There was a refugee problem before the invasion. One cause was the 1980-88 Iran-Iraq war. Its iconic image was a 1983 photo of our friend and anti-Iran ally, Saddam Hussein, shaking hands with Donald Rumsfeld, then a special envoy of President Ronald Reagan. Another cause was Operation Desert Storm in 1991, against Hussein, by then our former friend and ally. But the 2003 invasion -- run by Rumsfeld, by then secretary of defense -- has worsened the dislocation.
Those living in surrounding countries are usually distrusted and marginalized, often unable to get work, unwilling to return to Iraq, where so many communities have been shattered.
For those displaced inside Iraq, perhaps the most vulnerable subgroup is people who worked for the U.S. government, in roles such as translators.

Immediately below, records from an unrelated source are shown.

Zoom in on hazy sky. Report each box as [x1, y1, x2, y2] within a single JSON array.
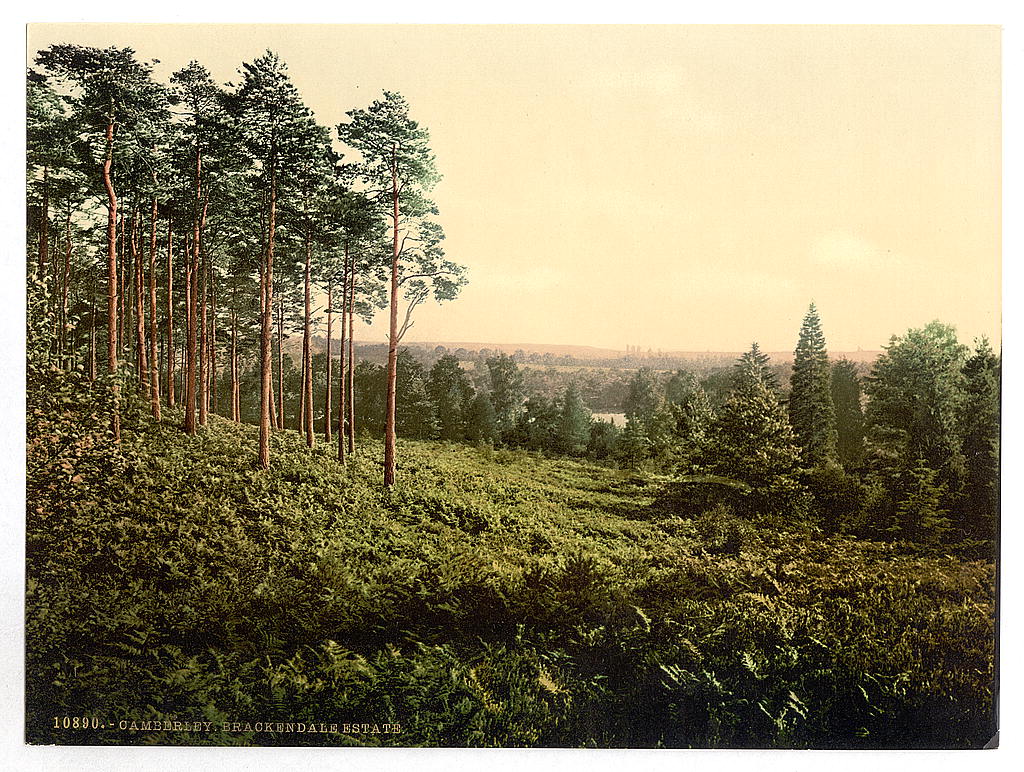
[[30, 25, 1000, 350]]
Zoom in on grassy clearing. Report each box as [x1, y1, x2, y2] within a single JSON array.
[[27, 413, 994, 747]]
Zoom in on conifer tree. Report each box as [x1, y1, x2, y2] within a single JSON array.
[[831, 359, 864, 470], [556, 383, 591, 456], [961, 338, 999, 539], [696, 346, 801, 514], [732, 341, 779, 394], [427, 354, 473, 441], [338, 91, 465, 486], [790, 303, 838, 467]]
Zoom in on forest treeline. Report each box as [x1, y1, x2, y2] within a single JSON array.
[[28, 45, 999, 542], [28, 44, 465, 484]]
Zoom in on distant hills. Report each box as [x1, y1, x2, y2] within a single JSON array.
[[294, 336, 882, 363]]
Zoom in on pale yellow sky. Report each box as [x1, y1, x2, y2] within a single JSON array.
[[29, 25, 1000, 350]]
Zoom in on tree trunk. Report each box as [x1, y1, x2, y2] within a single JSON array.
[[278, 298, 285, 429], [131, 213, 150, 395], [103, 122, 121, 442], [302, 217, 316, 447], [57, 201, 72, 369], [345, 257, 355, 454], [39, 166, 48, 282], [324, 278, 334, 442], [231, 310, 242, 423], [258, 161, 278, 469], [118, 212, 129, 357], [150, 195, 160, 421], [208, 261, 217, 415], [89, 282, 96, 382], [198, 205, 210, 426], [167, 215, 175, 408], [338, 246, 348, 464], [384, 145, 398, 487]]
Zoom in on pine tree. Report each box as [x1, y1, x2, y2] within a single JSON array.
[[395, 348, 437, 439], [864, 321, 967, 499], [696, 348, 802, 514], [665, 370, 715, 455], [557, 383, 591, 456], [622, 368, 675, 459], [790, 303, 838, 467], [466, 390, 499, 444], [732, 341, 779, 394], [338, 91, 466, 486], [427, 354, 473, 441], [961, 338, 999, 539], [485, 353, 525, 435], [831, 359, 864, 470]]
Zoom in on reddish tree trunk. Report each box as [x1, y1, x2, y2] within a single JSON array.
[[150, 195, 160, 421], [199, 211, 210, 426], [103, 123, 121, 442], [39, 166, 48, 281], [278, 298, 285, 429], [346, 258, 355, 454], [167, 215, 175, 408], [131, 214, 150, 394], [258, 163, 278, 469], [384, 146, 398, 487], [338, 246, 348, 464], [324, 280, 331, 442], [231, 310, 242, 423], [57, 202, 72, 369], [302, 218, 316, 447]]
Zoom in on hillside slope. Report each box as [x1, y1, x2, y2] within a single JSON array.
[[27, 412, 994, 747]]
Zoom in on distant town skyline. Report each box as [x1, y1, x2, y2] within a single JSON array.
[[29, 25, 1001, 351]]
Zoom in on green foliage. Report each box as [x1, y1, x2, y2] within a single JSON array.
[[466, 391, 501, 445], [587, 420, 622, 459], [692, 348, 803, 516], [803, 462, 864, 533], [865, 321, 966, 495], [555, 384, 591, 456], [790, 303, 838, 467], [485, 353, 525, 435], [831, 359, 864, 470], [618, 368, 676, 466], [665, 371, 715, 463], [961, 338, 1000, 540], [865, 459, 950, 544], [26, 391, 994, 747], [427, 354, 474, 441], [395, 349, 437, 439]]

In the eyes of the forces who continue to resist the occupation violently, they are seen as hated collaborators.
Our national response to all the displacement was the Refugee Crisis in Iraq Act of 2007. One of its elements was the special immigrant visa program admit up to 5,000 Iraqis a year who had served the United States. That program didn't really get going until 2008. By now, it could have admitted as many as 20,000 of these former U.S. employees -- plus their immediate families. The actual number is less than 3,200.

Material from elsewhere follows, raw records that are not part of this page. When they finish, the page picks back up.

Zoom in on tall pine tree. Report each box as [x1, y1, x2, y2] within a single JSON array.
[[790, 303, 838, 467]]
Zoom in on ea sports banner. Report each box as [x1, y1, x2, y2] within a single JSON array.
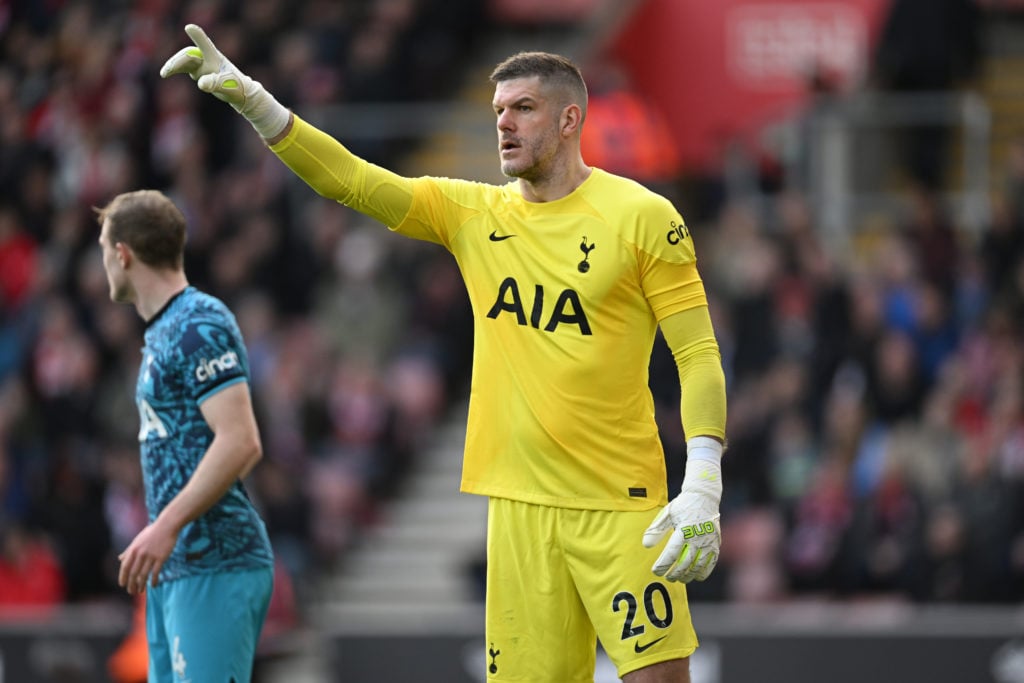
[[608, 0, 889, 171]]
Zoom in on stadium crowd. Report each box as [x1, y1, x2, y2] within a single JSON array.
[[0, 0, 1024, 626]]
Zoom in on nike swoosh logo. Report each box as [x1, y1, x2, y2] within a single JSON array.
[[633, 636, 667, 654]]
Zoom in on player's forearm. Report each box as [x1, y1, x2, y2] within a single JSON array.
[[157, 434, 263, 533], [662, 306, 726, 442], [268, 115, 413, 226]]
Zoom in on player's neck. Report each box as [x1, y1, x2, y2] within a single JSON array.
[[135, 270, 188, 323]]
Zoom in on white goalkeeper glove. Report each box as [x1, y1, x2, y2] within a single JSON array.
[[160, 24, 291, 138], [643, 436, 722, 583]]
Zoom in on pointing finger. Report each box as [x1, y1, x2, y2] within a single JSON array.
[[185, 24, 217, 59]]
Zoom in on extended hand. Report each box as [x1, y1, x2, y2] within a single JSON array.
[[118, 521, 177, 595], [160, 24, 291, 138], [643, 437, 722, 583]]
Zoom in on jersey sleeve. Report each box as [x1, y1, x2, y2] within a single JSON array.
[[392, 177, 488, 251], [181, 318, 248, 403], [636, 196, 708, 321]]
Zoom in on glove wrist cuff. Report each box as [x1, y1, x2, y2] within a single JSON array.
[[239, 81, 291, 139], [686, 436, 725, 464]]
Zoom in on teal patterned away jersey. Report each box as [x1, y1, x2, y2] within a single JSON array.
[[135, 287, 273, 581]]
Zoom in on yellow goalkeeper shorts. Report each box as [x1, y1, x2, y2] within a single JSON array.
[[486, 498, 697, 683]]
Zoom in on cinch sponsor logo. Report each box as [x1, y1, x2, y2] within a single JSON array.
[[665, 221, 690, 247], [196, 351, 239, 382]]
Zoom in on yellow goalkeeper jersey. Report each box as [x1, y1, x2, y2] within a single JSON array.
[[394, 169, 707, 510], [271, 117, 720, 510]]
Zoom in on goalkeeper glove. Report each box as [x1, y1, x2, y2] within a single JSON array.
[[643, 436, 723, 583], [160, 24, 291, 138]]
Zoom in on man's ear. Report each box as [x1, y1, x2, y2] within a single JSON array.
[[114, 242, 135, 269], [561, 104, 583, 137]]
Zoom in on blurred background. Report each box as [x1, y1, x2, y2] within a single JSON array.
[[0, 0, 1024, 683]]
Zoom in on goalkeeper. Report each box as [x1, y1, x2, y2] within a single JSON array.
[[161, 25, 726, 683]]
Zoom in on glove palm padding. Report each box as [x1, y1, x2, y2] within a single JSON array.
[[643, 444, 722, 583], [160, 24, 291, 138]]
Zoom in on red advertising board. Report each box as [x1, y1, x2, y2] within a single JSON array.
[[609, 0, 889, 171]]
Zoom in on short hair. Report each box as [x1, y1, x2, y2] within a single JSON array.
[[490, 52, 587, 118], [93, 189, 185, 270]]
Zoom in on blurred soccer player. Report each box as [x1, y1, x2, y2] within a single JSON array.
[[97, 189, 273, 683], [161, 25, 726, 683]]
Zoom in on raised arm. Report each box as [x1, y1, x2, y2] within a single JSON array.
[[160, 24, 413, 226]]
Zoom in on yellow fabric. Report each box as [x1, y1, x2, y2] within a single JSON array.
[[485, 499, 697, 683], [270, 117, 413, 225], [271, 118, 723, 510], [660, 306, 726, 443]]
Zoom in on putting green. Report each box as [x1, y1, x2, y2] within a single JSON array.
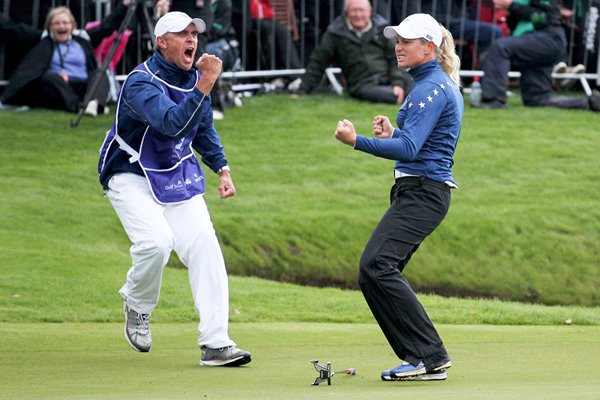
[[0, 322, 600, 400]]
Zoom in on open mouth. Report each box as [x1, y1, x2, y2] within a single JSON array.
[[183, 47, 195, 63]]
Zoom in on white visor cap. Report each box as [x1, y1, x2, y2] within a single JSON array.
[[154, 11, 206, 37], [383, 14, 442, 47]]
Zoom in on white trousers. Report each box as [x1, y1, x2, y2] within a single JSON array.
[[106, 173, 235, 348]]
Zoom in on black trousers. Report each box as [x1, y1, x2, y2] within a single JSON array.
[[358, 177, 450, 367]]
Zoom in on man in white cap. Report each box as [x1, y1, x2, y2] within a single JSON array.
[[98, 12, 251, 366]]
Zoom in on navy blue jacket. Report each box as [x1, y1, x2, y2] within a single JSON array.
[[354, 61, 464, 184], [98, 52, 227, 189]]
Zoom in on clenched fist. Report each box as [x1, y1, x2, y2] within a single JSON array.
[[196, 53, 223, 95], [335, 119, 356, 146]]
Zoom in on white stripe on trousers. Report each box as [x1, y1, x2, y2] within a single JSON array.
[[106, 173, 235, 348]]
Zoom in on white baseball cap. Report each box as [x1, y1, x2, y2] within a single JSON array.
[[383, 14, 442, 47], [154, 11, 206, 37]]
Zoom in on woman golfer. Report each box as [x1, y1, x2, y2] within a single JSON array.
[[335, 14, 464, 381]]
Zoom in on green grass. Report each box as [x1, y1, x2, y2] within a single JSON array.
[[0, 323, 600, 400], [0, 95, 600, 312]]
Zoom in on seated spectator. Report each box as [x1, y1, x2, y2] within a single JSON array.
[[300, 0, 412, 104], [480, 0, 600, 111], [233, 0, 302, 70], [2, 0, 131, 115], [392, 0, 502, 65]]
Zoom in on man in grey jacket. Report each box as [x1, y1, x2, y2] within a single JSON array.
[[300, 0, 412, 104]]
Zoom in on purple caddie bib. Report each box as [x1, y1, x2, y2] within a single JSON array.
[[100, 64, 205, 203]]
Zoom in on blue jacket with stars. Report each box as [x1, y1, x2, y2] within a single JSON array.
[[354, 60, 464, 184]]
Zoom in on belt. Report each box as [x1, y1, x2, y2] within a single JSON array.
[[394, 170, 452, 189]]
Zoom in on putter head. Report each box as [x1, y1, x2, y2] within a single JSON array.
[[311, 360, 333, 386]]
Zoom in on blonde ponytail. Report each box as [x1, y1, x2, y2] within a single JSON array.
[[436, 25, 461, 86]]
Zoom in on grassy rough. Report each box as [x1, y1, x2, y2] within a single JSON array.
[[0, 95, 600, 306]]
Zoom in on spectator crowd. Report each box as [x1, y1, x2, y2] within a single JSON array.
[[0, 0, 600, 115]]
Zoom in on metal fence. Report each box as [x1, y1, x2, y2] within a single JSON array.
[[0, 0, 600, 85]]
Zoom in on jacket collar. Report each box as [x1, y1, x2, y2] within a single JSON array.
[[408, 60, 442, 82]]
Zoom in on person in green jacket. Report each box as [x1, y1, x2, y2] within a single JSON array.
[[299, 0, 412, 104]]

Under all programs, 55,000 to 60,000 Iraqi refugees have come here. Unfortunately, two of them were arrested in May in Kentucky on terrorism charges. At the Senate hearing, Rand Paul (R-Ky.), called for slowing Iraqi admissions. We must preserve our security, but without hurting a particularly vulnerable group.
The two men arrested did not enter through the special program for former U.S. employees, and the program shouldn't suffer a further tightening. The program is already grinding more slowly than other, more broad-based aspects of our Iraqi refugee system.
"One of the problems we're facing right now is it's taking a very long time," said Kate Norland of the Iraqi Refugee Assistance Project at the University of Pennsylvania Law School. "People are hearing back, 'You'll hear in six months.' " While waiting for admission, one client of the project in Iraq got shot -- but survived. At least, she said, some avenue of a review should be available for those rejected at the start of the special program.
We must do more to help people who were endangered when we hired them. The refugee problem is ours. As Powell said: We broke it. We bought it.